8. Les étymons de la racine chamito-sémito-indo-européenne

Les ouvrages publiés en 2014 (« La racine chamito-sémito-indo-européenne ») et en 2015 (« La préfixation en « s- » de la racine chamito-sémito-indo-européenne ») montrent que les lexiques de plusieurs langues des familles linguistiques chamito-sémitique et indo-européenne (i.-e.) ont été, en dépit de leur diversité, construits selon une méthode unique : l’assemblage d’éléments biconsonantiques (« étymons »), associant toute consonne à la consonne occlusive glottale (« coup de glotte »), notée « 3 » en égyptien hiéroglyphique (é.-h.), et représentée par un « vautour ». Ce phonème « 3 » se transpose quasiment comme la voyelle qu’il porte (avec ou sans aménagement), aussi bien en sémitique (voyelle longue ou brève) qu’en i.-e. (voyelle toujours brève).
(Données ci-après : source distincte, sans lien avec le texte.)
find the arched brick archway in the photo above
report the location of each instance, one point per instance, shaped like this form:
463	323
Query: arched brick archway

La racine triconsonantique sémitique (trois étymons), et la grande majorité des racines i.-e. (deux étymons avec affixes ou élargissements) sont donc construites comme la plus grande partie des radicaux é.-h. (deux ou trois étymons). Les consonnes é.-h. (apparues très tôt, et dont l’origine reste inconnue) pourraient reprendre des phonèmes très antérieurs, initialement dotés d’une signification propre (motivation phonémique), en raison des facultés d’inversion des étymons et de leur interversion dans les radicaux, sans changement de sens (« 3 » est le seul phonème de double sens : « ôter, déchirer » et « tenir »). Ces phonèmes signifiants définissent un système de « codification » adapté aux groupements primitifs errants : certains phonèmes voisés (mettant en jeu les vibrations des cordes vocales) évoquent une allure de déplacement plus lourde (et donc plus lente) que les non voisés. « 3 » et les 23 autres phonèmes créent 46 étymons morphologiques (d’où les nombreux radicaux homophones é.-h.), opérant sur 18 « secteurs sémantiques » (selon les deux sens de « 3 »), ce qui produit 828 étymons sémantiques théoriques.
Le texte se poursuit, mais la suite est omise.